I know about the s_GUID field (I have a tiny little bit of
replication experience, ya know), but I can't imagine why it would
slow down searches, as it's not a field that anyone would be using
for a search.

You seem to be claiming something that I've never seen, that a SELECT
query on a replicated table will take longer to return the result
than on a non-replicated table? Is this what you're claiming? What I
see if I test it is performance penalty of approximately double, but
only if I do 1000 repetitions of the same thing.

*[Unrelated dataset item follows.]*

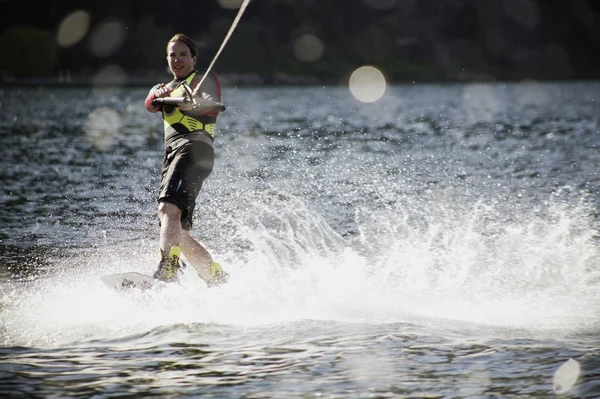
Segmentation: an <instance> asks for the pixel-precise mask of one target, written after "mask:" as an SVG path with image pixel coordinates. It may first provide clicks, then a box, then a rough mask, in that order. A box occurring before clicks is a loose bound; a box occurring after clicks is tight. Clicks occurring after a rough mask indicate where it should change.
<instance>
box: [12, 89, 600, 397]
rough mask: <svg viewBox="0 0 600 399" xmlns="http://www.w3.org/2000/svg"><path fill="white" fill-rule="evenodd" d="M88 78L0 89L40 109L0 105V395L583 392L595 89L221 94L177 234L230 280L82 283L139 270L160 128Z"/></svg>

I originally did this on a 4900-record table, and got an advantage of
2:1 for 1000 repetitions, but I've deleted the results. I then
appended records to bring the count up to 93K records and tested
again.

250 repetitions of opening a 93K-record table in a recordset, and
issuing a .MoveLast:
MOVELAST: (250)
Start tblPerson: 10/6/2008 8:37:27 PM
Finish tblPerson: 10/6/2008 8:38:05 PM
Elapsed tblPerson: 00:38
MOVELAST: (250)
Start tblPersonUnReplicated: 10/6/2008 8:38:05 PM
Finish tblPersonUnReplicated: 10/6/2008 8:38:12 PM
Elapsed tblPersonUnReplicated: 00:07

If I reverse the order, I get:
MOVELAST: (250)
Start tblPersonUnReplicated: 10/6/2008 8:40:13 PM
Finish tblPersonUnReplicated: 10/6/2008 8:40:21 PM
Elapsed tblPersonUnReplicated: 00:08
MOVELAST: (250)
Start tblPerson: 10/6/2008 8:40:21 PM
Finish tblPerson: 10/6/2008 8:41:02 PM
Elapsed tblPerson: 00:41

So, it does seem that for a MoveLast, the disadvantage of replication
becomes markedly greater the more records you have (though not
linearly, as 20X the records did not make it 20X as slow, it just
went from twice as slow to 4X as slow).

When testing .FindFirst, instead (which is well-known to be slow, of
course), the results are less clearcut. The unreplicated table is
still faster, but it's no longer a 2:1 advantage (using the 93K-
record table):

FINDFIRST: (100)
Start tblPerson: 10/6/2008 8:30:02 PM
Finish tblPerson: 10/6/2008 8:30:39 PM
Elapsed tblPerson: 00:37
FINDFIRST: (100)
Start tblPersonUnReplicated: 10/6/2008 8:30:39 PM
Finish tblPersonUnReplicated: 10/6/2008 8:31:04 PM
Elapsed tblPersonUnReplicated: 00:25

FINDFIRST: (100)
Start tblPersonUnReplicated: 10/6/2008 8:31:34 PM
Finish tblPersonUnReplicated: 10/6/2008 8:31:58 PM
Elapsed tblPersonUnReplicated: 00:24
FINDFIRST: (100)
Start tblPerson: 10/6/2008 8:31:58 PM
Finish tblPerson: 10/6/2008 8:32:36 PM
Elapsed tblPerson: 00:38

I'm not sure why that would be.

I ran another test, on a SELECT statement, using a loop that would
write a WHERE clause for 10 different values in one of the indexed
fields. Here are the results:

WHERE: (25)
Start tblPerson: 10/6/2008 8:56:37 PM
Finish tblPerson: 10/6/2008 8:57:14 PM
Elapsed tblPerson: 00:37
WHERE: (25)
Start tblPersonUnReplicated: 10/6/2008 8:57:14 PM
Finish tblPersonUnReplicated: 10/6/2008 8:57:41 PM
Elapsed tblPersonUnReplicated: 00:27

WHERE: (25)
Start tblPersonUnReplicated: 10/6/2008 8:58:49 PM
Finish tblPersonUnReplicated: 10/6/2008 8:59:15 PM
Elapsed tblPersonUnReplicated: 00:26
WHERE: (25)
Start tblPerson: 10/6/2008 8:59:16 PM
Finish tblPerson: 10/6/2008 8:59:52 PM
Elapsed tblPerson: 00:36

The differences here just don't seem that significant to me, except
on operations you're not going to be doing in a real application (how
often do you need to .MoveLast more than once at a time?).
 
J

John Graham

I tried that as an experiment.
I think that's ridiculous.



I tried it: you thought about it.

Post back again when you have tried it.: I'll be interested to hear what
it's like on a newer computer.
 
D

David W. Fenton

[quoting me:]
I tried it: you thought about it.

Maybe you're incompetent.
Post back again when you have tried it.: I'll be interested to
hear what
it's like on a newer computer.

Maybe you just don't know WTF you're doing.